Closed jefffohl closed 8 years ago
@jefffohl In case you're not aware, the three links have correspondence between them. With types of columns appearing, etc. So could be auto-magically checked in any CSV file.
@rcrowder Yes, I was hoping I could come up with some algorithm for determining if lines 2 and 3 are header lines and not data. I just want to make sure that it doesn't return false positives. If you have ideas about how best to do this, let me know. Thanks!
@jefffohl I'll have a look further on the weekend. First (header) can/could be used to find the chosen user separator (comma, semicolon, tab, etc.), to check 2nd 3rd and 4th lines. With I think the second/third line having restricted type keyworkds allowed to be parsed in the OPF. Just getting into Windows porting of OPF, so hope to find out the type tokens, with all columns using string types being a potential blocking issue..

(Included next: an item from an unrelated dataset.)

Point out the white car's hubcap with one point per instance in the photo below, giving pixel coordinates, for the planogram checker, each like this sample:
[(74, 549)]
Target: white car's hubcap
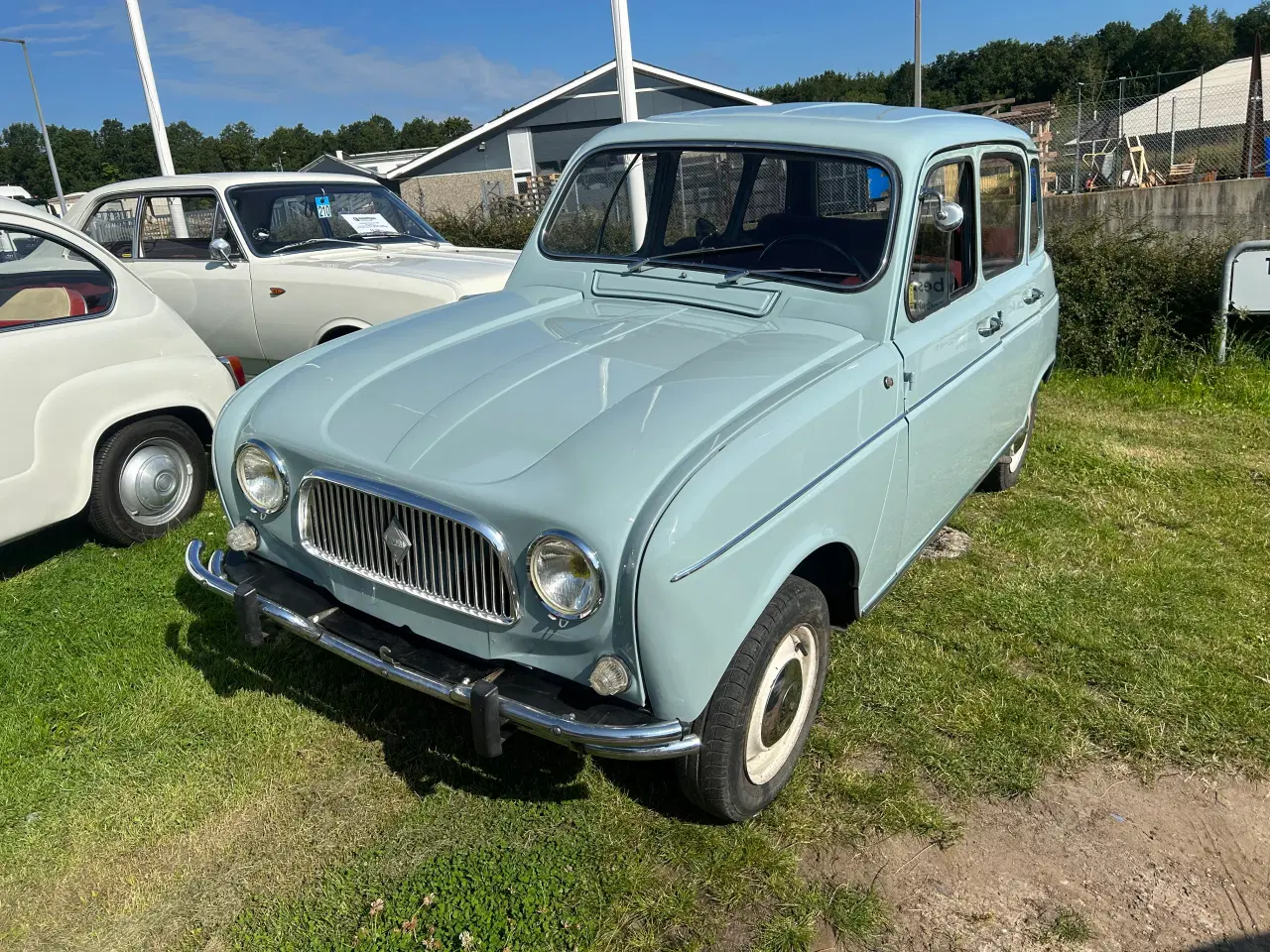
[(155, 481), (781, 705)]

@jefffohl And typically they get ignored. https://github.com/numenta/nupic/blob/master/tests/integration/nupic/opf/opf_checkpoint_test/opf_checkpoint_test.py#L246 With the second and third lines being just the separator (from what I've seen so far).
@jefffohl May not need to look further? Field meta data seems to be defined here (a Numenta engineer could confirm this is correct?).. https://github.com/numenta/nupic/blob/master/src/nupic/data/fieldmeta.py#L118
With 'specials' defined further down
@jefffohl Thanks for bringing over the open issues!
and Richard for finding the definitions. Just a note, typically you'll have a short form float,,,,float
(where the missing defaults to string
- not sure).
Another problem we found is that some fields (anomalyScore
at least) are meant to be float, but in OPF file use string type (as the first few values can be 'None', this should change and use eg -1 instead)-that is a NuPIC problem.
Because the OPF includes two extra header lines in the CSV output, the app is currently stripping these out automatically. However, we don't want to strip these out when the file is a non-OPF file. So, we either need to auto-detect if the file has more than one header line, or we need to let the user determine how many lines to strip out.